PhD candidates are expected to submit a set of propositions with their thesis. In this feature, they explain their most thought-provoking proposition. This time, Nowella Anyango-Van Zwieten of the Forest and Nature Conservation Policy Group , who obtained her PhD on 12 June for her research on nature conservation funding.

‘Very often, even in the scientific literature, capitalism is given as the root cause of the deterioration of nature. Capitalism is portrayed as a wild, uncontrollable monster seeking profit everywhere. I agree that capitalism is highly problematic, and is a major driver of the careless way we treat nature. But the beast can be tamed. I don’t think we should point at an external cause  of our heedless destruction of nature, because this is mainly an internal problem. It’s a matter of the heart. How we spend our money shows what we value most.
‘The highest estimate of the sum that would be needed to protect global biodiversity is  seven trillion US dollars per year. That sounds like a lot. But if you look at it in the context of the global economy, it is only a drop in the ocean. It is nothing in comparison with other funding such as agricultural subsidies or international aid. For example, of all the aid that goes to Africa, only about one per cent goes to the environment. We have not really taken biodiversity to heart yet, and it gets very low priority.

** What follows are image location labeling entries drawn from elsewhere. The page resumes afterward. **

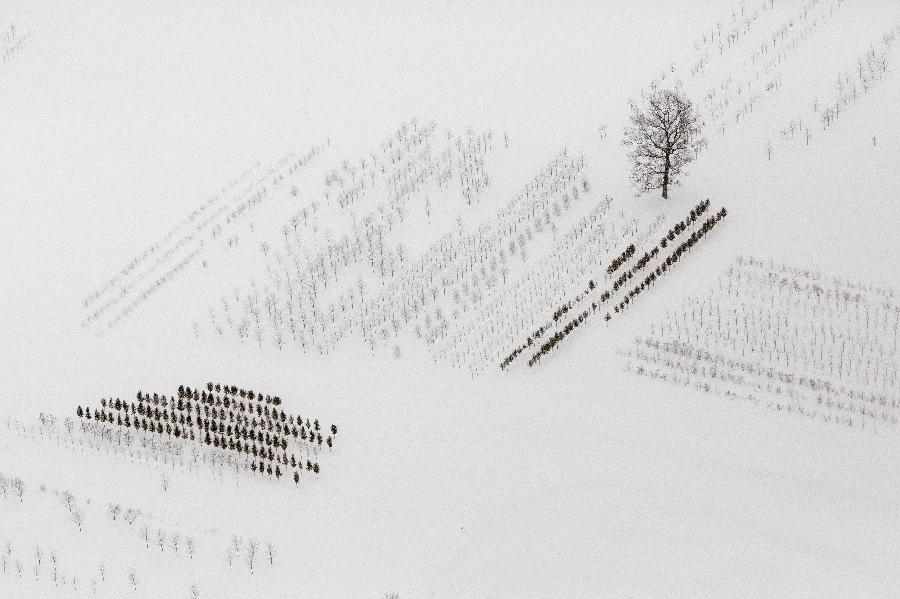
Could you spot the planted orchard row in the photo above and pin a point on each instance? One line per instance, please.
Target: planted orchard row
(672, 259)
(220, 422)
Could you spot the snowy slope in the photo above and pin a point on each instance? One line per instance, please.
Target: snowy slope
(571, 478)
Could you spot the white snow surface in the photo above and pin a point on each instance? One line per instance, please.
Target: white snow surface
(573, 478)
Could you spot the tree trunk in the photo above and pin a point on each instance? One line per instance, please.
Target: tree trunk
(666, 178)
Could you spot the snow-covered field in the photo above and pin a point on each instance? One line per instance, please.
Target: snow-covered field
(365, 211)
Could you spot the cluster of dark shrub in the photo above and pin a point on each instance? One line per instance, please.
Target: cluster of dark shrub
(671, 259)
(682, 226)
(649, 280)
(223, 417)
(621, 259)
(539, 332)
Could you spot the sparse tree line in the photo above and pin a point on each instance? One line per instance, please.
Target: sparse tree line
(206, 222)
(567, 306)
(683, 248)
(674, 231)
(11, 487)
(870, 68)
(800, 342)
(579, 251)
(236, 420)
(621, 259)
(648, 282)
(401, 303)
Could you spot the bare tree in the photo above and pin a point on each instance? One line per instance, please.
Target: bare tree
(662, 139)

We have not really taken biodiversity to heart yet, and it gets very low priority

‘Look at what’s happening now with the coronavirus crisis, and how much money has become available to prop up the economy.  I’m sure if we really wanted to, we could raise the funds needed to protect all the biodiversity on the planet in a matter of weeks. But that won’t happen as long as we keep thinking the problem is external. We have to own it. Not just as individuals but also at the level of governments and industries. As long as we don’t, species will keep on becoming extinct at a rapid rate.’